Regular Article
Fluoride Content in Selected Food Items from Five Areas in East Africa

https://doi.org/10.1006/jfca.1997.0537Get rights and content

Abstract

Dental fluorosis is widespread in the eastern part of Africa. Drinking water has traditionally been considered the main reason for the development of fluorosis, but food items may also be a contributor in areas with high concentrations of fluoride in the soil. The purpose of this study was to assess the fluoride content of fish and staple food items commonly consumed by children.

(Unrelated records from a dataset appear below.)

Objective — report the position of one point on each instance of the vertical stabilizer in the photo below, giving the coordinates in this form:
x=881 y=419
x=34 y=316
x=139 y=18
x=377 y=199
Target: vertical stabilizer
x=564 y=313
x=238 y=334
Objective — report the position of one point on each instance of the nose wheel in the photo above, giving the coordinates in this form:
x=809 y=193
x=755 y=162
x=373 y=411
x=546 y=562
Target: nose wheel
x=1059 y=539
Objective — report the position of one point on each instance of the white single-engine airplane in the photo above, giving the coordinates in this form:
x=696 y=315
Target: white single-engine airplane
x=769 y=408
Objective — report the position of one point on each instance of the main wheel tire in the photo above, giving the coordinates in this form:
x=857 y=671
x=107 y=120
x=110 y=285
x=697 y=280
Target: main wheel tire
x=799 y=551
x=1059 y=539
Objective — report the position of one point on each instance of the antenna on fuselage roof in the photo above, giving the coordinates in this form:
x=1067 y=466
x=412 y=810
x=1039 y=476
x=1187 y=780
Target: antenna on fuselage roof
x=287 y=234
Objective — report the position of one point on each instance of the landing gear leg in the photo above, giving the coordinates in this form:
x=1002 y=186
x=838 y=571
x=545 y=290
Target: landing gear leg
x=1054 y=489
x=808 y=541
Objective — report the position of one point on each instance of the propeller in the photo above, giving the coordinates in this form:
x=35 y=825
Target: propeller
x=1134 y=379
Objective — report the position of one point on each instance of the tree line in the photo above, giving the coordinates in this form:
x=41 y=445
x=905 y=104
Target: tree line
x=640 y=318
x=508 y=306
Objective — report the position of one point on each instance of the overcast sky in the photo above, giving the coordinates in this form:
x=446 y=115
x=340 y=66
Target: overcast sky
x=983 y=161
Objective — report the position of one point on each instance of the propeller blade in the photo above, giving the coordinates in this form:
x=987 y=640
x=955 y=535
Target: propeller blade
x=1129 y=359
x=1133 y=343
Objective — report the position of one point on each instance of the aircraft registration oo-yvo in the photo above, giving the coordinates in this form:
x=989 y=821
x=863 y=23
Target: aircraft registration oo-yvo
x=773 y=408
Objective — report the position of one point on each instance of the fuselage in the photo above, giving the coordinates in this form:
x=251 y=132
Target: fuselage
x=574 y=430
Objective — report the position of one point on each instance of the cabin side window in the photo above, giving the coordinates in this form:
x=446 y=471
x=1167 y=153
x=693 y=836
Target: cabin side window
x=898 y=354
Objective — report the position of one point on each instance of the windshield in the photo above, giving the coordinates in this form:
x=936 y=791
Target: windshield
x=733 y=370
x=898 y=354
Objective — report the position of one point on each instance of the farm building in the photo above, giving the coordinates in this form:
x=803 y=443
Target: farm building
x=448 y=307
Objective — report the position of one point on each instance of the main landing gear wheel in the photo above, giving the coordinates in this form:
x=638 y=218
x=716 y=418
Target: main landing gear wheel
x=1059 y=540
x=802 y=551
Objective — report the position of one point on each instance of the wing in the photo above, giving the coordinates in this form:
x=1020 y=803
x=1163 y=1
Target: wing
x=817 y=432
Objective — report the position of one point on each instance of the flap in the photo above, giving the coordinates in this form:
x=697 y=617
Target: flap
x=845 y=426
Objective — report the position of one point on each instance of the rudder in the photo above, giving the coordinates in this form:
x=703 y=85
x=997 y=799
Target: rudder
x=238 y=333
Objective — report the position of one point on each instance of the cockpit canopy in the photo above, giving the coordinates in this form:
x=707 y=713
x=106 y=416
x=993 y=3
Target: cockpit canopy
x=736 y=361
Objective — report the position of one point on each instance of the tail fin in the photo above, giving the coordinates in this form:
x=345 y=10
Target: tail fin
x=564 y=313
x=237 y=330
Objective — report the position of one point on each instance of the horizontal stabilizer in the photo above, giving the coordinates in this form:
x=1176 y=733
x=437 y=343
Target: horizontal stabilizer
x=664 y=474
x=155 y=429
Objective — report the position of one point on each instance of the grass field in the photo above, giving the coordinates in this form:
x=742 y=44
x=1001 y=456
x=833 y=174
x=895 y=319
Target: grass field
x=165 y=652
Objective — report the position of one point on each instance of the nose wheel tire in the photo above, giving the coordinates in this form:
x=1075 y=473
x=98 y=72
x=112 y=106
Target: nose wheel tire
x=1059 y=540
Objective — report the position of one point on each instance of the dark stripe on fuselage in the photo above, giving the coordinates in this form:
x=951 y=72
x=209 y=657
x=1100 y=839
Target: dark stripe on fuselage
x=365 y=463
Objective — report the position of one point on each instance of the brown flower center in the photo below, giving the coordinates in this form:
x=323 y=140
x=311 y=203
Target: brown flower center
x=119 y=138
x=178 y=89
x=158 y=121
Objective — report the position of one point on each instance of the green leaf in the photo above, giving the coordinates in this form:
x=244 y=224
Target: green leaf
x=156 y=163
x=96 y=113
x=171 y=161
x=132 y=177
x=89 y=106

Sampling was undertaken during November and December 1993 and March 1994 from the following areas: Awassa and Zwai, Ethiopia; Mwanza and Dar es Salaam, Tanzania; and Bujumbura, Burundi. The fluoride concentration was analyzed by the use of a fluoride selective electrode. Whole fish and bone samples had a high fluoride concentration while fillet samples generally were low in fluoride. The highest fluoride concentrations in fish were found in marine species that are eaten whole. The fluoride concentrations in the vegetables varied, ranging from 0.3 mg/kg dry wt in maize to 7.7 mg F/kg dry wt in spinach. Since a typical East African meal often has starchy food as the central component, a high fluoride content in cereals and legumes may be of greater concern than food made from whole fish. It is difficult to assess the amount of fluoride absorbed as fluoride interacts with other elements in the diet, which will most likely reduce the absorption.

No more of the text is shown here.